Today, the state of the art for reducing hallucination in production is layered defense: RAG to ground the model in retrieved facts, chain-of-thought to make the reasoning visible, output validation to catch obvious errors, and human review to catch the rest. These are all external interventions that work around the model’s tendency to hallucinate rather than addressing it at the source.

Mechanistic interpretability offers, at least in theory, the possibility of internal intervention: modifying the model’s behavior by directly adjusting the neural circuits responsible for specific failure modes. The H-neuron paper is an early proof of concept. It demonstrated that you can identify the relevant neurons, suppress them, and get measurable improvement. The tradeoff between hallucination reduction and general compliance is a real engineering constraint, not merely a theoretical objection.

Whether this becomes a practical tool depends on scaling. The Tsinghua team worked with relatively small open-weight models. Identifying H-neurons in models with hundreds of billions of parameters, let alone mixture-of-experts architectures where different experts activate for different inputs, is a substantially harder problem. And even if you identify them, the suppression tradeoff means you need fine-grained control, not a binary switch. The dial needs more notches.

Why LLM Hallucination Cannot Be Fully Eliminated

The deepest takeaway from the H-neuron research concerns the nature of the problem itself, beyond any specific technique for reducing hallucination.

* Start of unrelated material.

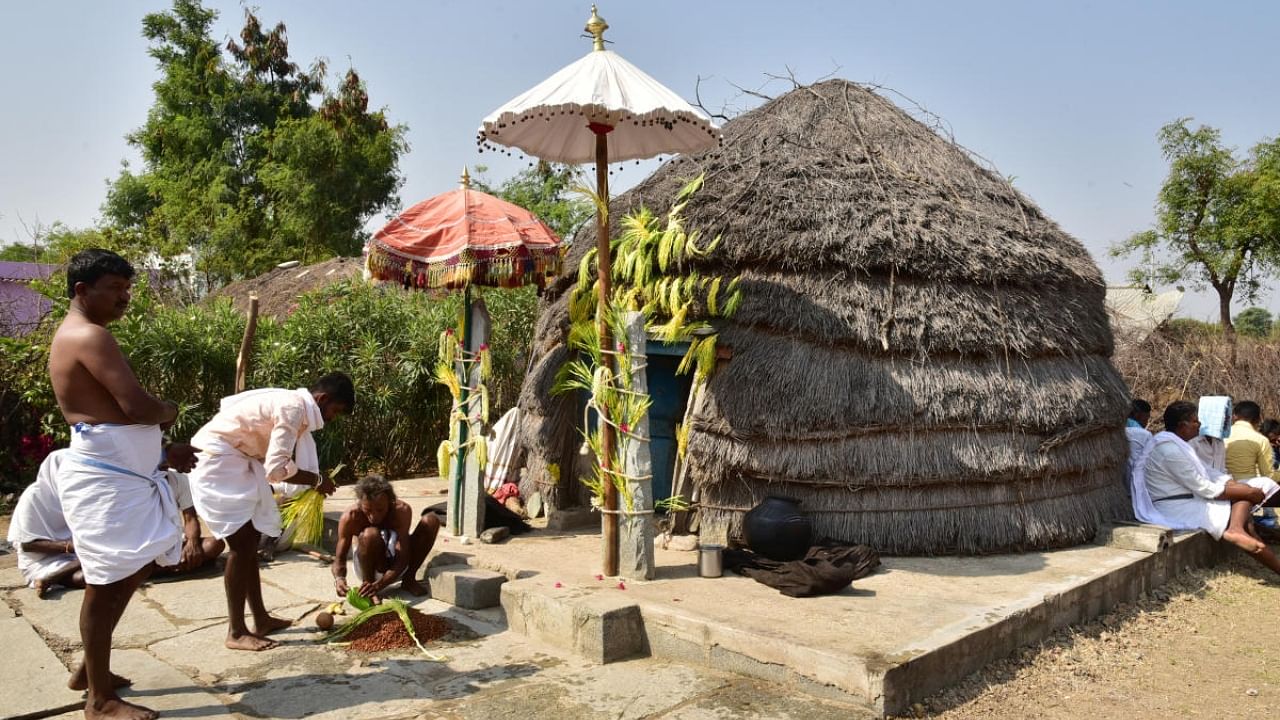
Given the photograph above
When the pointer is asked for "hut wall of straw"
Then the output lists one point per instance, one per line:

Hallucination is a failure of routing, not knowledge. The models often “know” the correct answer somewhere in their weights. What breaks down is the mechanism that decides between generating from knowledge and generating from pattern completion. The H-neurons are the circuit that tips the balance toward pattern completion: produce something fluent, even if it is not grounded. That circuit exists because the training process rewards fluency unconditionally. The model that always produces a confident next token gets a lower loss than the model that hesitates.

This means that hallucination and fluency share infrastructure. You cannot fully remove one without degrading the other, at least with current architectures. The more promising path is making hallucination legible rather than trying to eliminate it: building systems where you can detect when the model is in a low-confidence state and route accordingly. The H-neuron research suggests that the internal signals for this detection exist. The engineering challenge is extracting them reliably at inference time without tanking performance.

For now, the practical stance has not changed, even if the theoretical understanding has sharpened. Build your systems assuming the model will hallucinate. Design your verification layers to catch it. Allocate your review attention to the areas where hallucinated output would do the most damage. And keep an eye on mechanistic interpretability, because the first team to turn H-neuron suppression into a production-grade inference-time knob will have built something genuinely valuable. The dial exists. We just do not have a good enough grip on it yet.

For more on the security and reliability implications of LLM failure modes, the hallucination problem is one piece of a larger puzzle that includes jailbreaking, overcompliance, and the question of whether these models can ever be trusted in adversarial environments. The H-neuron paper does not answer that question. But it does suggest that the answer, when it comes, will be found inside the model, not wrapped around it.